What assurance is there that the absence of an acute pulmonary reaction identifies chemically exposed individuals who will not develop long-term sequelae? This may be the most important question to ask and, unfortunately, the one for which no direct evidence could be found. The indirect evidence, however, would suggest the need to invoke an unusual disease model, one in which changes in individual risk factors could be excluded from the list of possible mechanisms, so that the absence of an acute reaction would eliminate the possibility of any chronic effects related to a short-term or acute exposure.

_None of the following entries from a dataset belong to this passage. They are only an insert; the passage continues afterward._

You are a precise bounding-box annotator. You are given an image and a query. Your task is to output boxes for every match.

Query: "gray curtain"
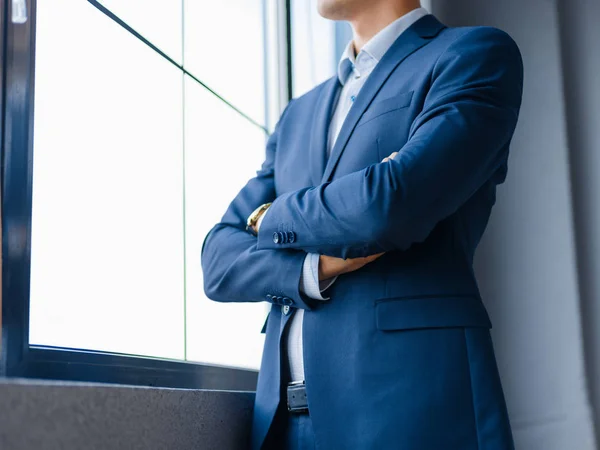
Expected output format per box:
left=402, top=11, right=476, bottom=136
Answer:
left=431, top=0, right=600, bottom=450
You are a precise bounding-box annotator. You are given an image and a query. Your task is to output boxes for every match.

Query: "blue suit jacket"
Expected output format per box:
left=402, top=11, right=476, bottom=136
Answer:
left=202, top=16, right=523, bottom=450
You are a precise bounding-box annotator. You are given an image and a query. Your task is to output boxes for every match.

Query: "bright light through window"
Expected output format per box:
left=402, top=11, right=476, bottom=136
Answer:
left=30, top=0, right=267, bottom=368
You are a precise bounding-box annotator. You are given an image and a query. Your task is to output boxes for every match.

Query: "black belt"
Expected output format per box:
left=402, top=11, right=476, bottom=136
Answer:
left=287, top=381, right=308, bottom=414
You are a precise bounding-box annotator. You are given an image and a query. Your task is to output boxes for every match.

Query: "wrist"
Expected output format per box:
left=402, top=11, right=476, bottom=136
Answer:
left=246, top=203, right=271, bottom=235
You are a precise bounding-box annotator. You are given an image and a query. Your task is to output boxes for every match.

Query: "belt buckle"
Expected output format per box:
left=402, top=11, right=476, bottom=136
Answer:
left=287, top=381, right=308, bottom=414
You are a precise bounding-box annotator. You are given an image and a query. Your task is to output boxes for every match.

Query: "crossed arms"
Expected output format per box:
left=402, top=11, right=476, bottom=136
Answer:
left=202, top=28, right=523, bottom=309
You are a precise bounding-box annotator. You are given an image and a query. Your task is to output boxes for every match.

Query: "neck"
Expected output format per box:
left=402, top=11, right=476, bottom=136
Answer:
left=350, top=0, right=421, bottom=55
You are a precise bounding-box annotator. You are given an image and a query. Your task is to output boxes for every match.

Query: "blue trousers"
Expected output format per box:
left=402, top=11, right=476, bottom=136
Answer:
left=263, top=408, right=315, bottom=450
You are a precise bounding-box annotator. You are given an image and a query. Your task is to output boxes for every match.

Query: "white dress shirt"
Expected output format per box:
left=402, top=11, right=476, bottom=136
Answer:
left=284, top=8, right=429, bottom=381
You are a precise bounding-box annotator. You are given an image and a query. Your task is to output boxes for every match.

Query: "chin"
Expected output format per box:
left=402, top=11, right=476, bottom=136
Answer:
left=317, top=0, right=357, bottom=20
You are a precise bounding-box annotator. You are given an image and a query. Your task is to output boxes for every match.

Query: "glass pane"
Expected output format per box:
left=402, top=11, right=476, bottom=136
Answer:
left=291, top=0, right=338, bottom=97
left=98, top=0, right=183, bottom=64
left=185, top=74, right=267, bottom=369
left=30, top=0, right=184, bottom=358
left=184, top=0, right=265, bottom=124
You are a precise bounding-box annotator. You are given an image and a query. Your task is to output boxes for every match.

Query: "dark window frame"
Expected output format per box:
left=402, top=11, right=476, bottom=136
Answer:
left=0, top=0, right=291, bottom=391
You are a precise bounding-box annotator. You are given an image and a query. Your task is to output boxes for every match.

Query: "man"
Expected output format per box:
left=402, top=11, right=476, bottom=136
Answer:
left=202, top=0, right=523, bottom=450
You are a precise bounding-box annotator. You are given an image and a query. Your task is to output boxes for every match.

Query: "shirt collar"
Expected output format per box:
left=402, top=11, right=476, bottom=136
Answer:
left=338, top=8, right=429, bottom=85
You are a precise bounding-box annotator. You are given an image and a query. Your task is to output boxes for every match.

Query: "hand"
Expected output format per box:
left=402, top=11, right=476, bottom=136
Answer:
left=381, top=152, right=398, bottom=162
left=319, top=253, right=383, bottom=281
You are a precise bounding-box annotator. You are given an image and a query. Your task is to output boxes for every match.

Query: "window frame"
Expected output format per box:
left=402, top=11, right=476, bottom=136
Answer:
left=0, top=0, right=291, bottom=391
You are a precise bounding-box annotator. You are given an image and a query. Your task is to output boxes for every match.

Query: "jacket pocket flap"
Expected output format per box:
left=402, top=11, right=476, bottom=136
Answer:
left=375, top=296, right=492, bottom=330
left=360, top=91, right=413, bottom=125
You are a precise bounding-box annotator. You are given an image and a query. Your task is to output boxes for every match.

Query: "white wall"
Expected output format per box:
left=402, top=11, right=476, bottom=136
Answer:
left=432, top=0, right=598, bottom=450
left=559, top=0, right=600, bottom=440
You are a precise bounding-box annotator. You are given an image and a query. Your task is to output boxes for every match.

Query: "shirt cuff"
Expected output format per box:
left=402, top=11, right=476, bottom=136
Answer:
left=300, top=253, right=337, bottom=300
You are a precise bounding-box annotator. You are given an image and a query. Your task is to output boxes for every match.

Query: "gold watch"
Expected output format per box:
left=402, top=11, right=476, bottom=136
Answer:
left=246, top=203, right=271, bottom=236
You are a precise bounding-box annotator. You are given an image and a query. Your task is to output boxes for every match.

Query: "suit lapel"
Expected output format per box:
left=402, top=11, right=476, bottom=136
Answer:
left=321, top=15, right=444, bottom=183
left=309, top=76, right=341, bottom=186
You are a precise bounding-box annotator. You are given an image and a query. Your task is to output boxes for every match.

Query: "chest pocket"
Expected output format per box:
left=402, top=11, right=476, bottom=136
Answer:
left=357, top=91, right=413, bottom=127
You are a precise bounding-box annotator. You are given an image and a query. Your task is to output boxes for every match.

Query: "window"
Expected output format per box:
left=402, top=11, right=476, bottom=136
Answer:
left=0, top=0, right=347, bottom=390
left=0, top=0, right=287, bottom=389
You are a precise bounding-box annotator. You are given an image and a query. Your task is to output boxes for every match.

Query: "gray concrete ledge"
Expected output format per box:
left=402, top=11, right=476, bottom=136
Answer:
left=0, top=379, right=254, bottom=450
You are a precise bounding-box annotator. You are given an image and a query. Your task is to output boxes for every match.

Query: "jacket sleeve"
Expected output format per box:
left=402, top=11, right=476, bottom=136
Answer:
left=201, top=105, right=310, bottom=309
left=258, top=27, right=523, bottom=258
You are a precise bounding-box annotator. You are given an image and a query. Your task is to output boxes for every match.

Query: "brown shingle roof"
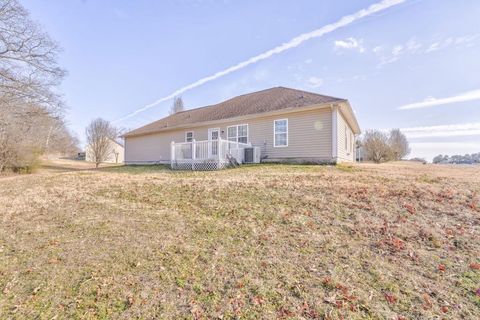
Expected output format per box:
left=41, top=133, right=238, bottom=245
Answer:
left=124, top=87, right=345, bottom=137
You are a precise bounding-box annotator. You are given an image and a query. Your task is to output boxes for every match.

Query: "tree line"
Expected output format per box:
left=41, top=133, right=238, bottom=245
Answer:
left=0, top=0, right=78, bottom=172
left=357, top=129, right=410, bottom=163
left=432, top=152, right=480, bottom=164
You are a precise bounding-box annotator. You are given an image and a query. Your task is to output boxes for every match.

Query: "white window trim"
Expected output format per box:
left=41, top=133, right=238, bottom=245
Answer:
left=185, top=131, right=195, bottom=142
left=273, top=118, right=288, bottom=148
left=208, top=128, right=222, bottom=141
left=227, top=123, right=250, bottom=143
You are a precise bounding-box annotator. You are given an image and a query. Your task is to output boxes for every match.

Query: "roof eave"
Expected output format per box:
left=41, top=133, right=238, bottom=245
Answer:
left=121, top=99, right=344, bottom=138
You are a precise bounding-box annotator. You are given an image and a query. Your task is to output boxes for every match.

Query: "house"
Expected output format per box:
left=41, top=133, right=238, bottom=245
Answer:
left=123, top=87, right=360, bottom=168
left=85, top=139, right=125, bottom=163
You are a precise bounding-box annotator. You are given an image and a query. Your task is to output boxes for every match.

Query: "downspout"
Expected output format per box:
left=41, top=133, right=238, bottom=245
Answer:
left=330, top=104, right=338, bottom=163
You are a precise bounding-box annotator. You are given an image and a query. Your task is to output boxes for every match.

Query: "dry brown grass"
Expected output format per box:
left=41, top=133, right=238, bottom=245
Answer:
left=0, top=163, right=480, bottom=319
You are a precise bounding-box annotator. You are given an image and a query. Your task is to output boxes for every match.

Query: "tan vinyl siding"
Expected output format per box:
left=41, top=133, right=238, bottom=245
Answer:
left=337, top=111, right=355, bottom=162
left=125, top=108, right=332, bottom=163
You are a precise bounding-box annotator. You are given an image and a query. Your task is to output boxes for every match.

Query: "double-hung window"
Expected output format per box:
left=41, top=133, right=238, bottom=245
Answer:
left=185, top=131, right=193, bottom=142
left=227, top=124, right=248, bottom=143
left=273, top=119, right=288, bottom=147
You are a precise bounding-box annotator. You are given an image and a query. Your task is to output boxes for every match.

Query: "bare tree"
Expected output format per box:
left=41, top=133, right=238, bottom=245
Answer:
left=0, top=0, right=71, bottom=171
left=0, top=0, right=65, bottom=108
left=170, top=97, right=185, bottom=114
left=362, top=130, right=391, bottom=163
left=388, top=129, right=410, bottom=160
left=85, top=118, right=117, bottom=168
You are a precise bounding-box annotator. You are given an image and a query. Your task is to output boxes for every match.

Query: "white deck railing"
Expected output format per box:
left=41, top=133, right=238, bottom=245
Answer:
left=170, top=139, right=251, bottom=170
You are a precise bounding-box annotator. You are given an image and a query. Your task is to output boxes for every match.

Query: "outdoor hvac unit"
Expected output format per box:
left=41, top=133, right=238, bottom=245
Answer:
left=244, top=147, right=260, bottom=163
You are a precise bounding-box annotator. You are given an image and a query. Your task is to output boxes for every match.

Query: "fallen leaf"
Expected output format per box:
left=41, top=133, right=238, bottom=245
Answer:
left=403, top=203, right=416, bottom=214
left=470, top=263, right=480, bottom=270
left=385, top=292, right=397, bottom=304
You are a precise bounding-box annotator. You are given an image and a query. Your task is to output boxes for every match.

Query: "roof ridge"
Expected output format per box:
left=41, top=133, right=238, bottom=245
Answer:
left=124, top=86, right=347, bottom=136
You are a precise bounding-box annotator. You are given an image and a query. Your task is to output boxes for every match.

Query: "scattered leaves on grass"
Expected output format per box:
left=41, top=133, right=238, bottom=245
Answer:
left=403, top=203, right=417, bottom=214
left=470, top=263, right=480, bottom=270
left=384, top=292, right=397, bottom=304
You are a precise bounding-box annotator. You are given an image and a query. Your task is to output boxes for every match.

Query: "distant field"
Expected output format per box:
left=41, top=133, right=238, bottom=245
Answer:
left=0, top=161, right=480, bottom=319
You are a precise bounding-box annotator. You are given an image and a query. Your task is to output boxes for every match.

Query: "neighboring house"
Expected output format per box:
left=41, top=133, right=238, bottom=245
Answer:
left=123, top=87, right=360, bottom=166
left=85, top=139, right=125, bottom=163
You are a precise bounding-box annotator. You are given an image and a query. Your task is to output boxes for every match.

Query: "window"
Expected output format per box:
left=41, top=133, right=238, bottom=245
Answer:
left=227, top=124, right=248, bottom=143
left=273, top=119, right=288, bottom=147
left=185, top=131, right=193, bottom=142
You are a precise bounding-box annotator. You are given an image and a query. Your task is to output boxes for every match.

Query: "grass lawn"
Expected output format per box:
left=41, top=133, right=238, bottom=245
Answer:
left=0, top=163, right=480, bottom=319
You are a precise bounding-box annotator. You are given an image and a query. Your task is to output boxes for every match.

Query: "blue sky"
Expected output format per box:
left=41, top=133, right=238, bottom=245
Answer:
left=22, top=0, right=480, bottom=160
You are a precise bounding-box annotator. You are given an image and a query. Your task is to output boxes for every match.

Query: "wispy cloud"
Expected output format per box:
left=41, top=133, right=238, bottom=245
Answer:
left=398, top=89, right=480, bottom=110
left=334, top=37, right=365, bottom=53
left=308, top=77, right=323, bottom=88
left=372, top=34, right=480, bottom=67
left=401, top=122, right=480, bottom=138
left=114, top=0, right=406, bottom=122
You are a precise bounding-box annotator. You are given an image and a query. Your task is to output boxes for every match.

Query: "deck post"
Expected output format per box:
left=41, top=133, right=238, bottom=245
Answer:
left=170, top=141, right=175, bottom=166
left=192, top=139, right=193, bottom=170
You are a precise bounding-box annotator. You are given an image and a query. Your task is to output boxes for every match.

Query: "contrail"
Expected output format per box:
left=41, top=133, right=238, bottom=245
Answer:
left=114, top=0, right=406, bottom=122
left=398, top=89, right=480, bottom=110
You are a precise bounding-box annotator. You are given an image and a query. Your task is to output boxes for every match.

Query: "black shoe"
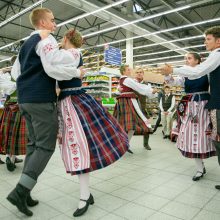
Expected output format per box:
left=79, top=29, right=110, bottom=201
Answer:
left=15, top=157, right=23, bottom=163
left=192, top=171, right=203, bottom=181
left=144, top=144, right=151, bottom=150
left=26, top=193, right=39, bottom=207
left=7, top=184, right=33, bottom=216
left=73, top=194, right=94, bottom=217
left=202, top=162, right=206, bottom=174
left=215, top=185, right=220, bottom=190
left=6, top=157, right=16, bottom=172
left=127, top=149, right=133, bottom=154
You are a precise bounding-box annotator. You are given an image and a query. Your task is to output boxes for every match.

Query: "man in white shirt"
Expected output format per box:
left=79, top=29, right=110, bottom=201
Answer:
left=7, top=8, right=84, bottom=216
left=161, top=26, right=220, bottom=190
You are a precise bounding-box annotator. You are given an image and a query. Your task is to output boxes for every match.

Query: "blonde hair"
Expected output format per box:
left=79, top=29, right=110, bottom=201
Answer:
left=135, top=67, right=144, bottom=73
left=29, top=8, right=52, bottom=27
left=64, top=28, right=83, bottom=48
left=119, top=64, right=129, bottom=75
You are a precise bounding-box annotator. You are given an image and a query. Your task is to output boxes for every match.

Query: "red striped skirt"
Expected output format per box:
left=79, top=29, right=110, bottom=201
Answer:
left=177, top=100, right=216, bottom=159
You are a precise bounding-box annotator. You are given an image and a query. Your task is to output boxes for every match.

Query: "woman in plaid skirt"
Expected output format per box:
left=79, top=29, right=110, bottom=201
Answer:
left=113, top=65, right=157, bottom=153
left=165, top=53, right=216, bottom=181
left=41, top=29, right=129, bottom=217
left=0, top=61, right=27, bottom=171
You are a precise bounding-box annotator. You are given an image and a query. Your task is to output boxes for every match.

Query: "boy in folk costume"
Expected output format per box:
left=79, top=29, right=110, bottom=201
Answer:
left=161, top=26, right=220, bottom=189
left=113, top=65, right=157, bottom=153
left=40, top=29, right=129, bottom=217
left=159, top=85, right=175, bottom=139
left=135, top=68, right=151, bottom=150
left=7, top=8, right=83, bottom=216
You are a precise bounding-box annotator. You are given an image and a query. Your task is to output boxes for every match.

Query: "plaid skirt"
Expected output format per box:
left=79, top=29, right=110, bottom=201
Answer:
left=113, top=97, right=150, bottom=135
left=0, top=103, right=27, bottom=155
left=59, top=93, right=129, bottom=175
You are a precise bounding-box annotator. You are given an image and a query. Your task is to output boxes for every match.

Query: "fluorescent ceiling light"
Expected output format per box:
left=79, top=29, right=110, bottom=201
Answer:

There are few directly relevant data for evaluating the risk of chronic nonmalignant respiratory disease associated with the specific exposure conditions present in the WWII chamber and field studies. The range of exposure concentrations that were actually inhaled by the subjects can be only crudely estimated, but they may have reached the levels experienced by those exposed in combat or production facilities. Without precise knowledge about the exposures, the only way to estimate the true risk would be to identify the cohort of test subjects and follow them for the occurrence of respiratory morbidity. To date, the entire cohort of subjects has not been identified, nor has any subset of them been followed for long-term health effects. The absence of a follow-up study of the experimental subjects from the WWII testing programs is the single largest gap in the literature relevant to the assessment of chronic nonmalignant respiratory disease risk in individuals experiencing short-term exposures to sulfur mustard or Lewisite.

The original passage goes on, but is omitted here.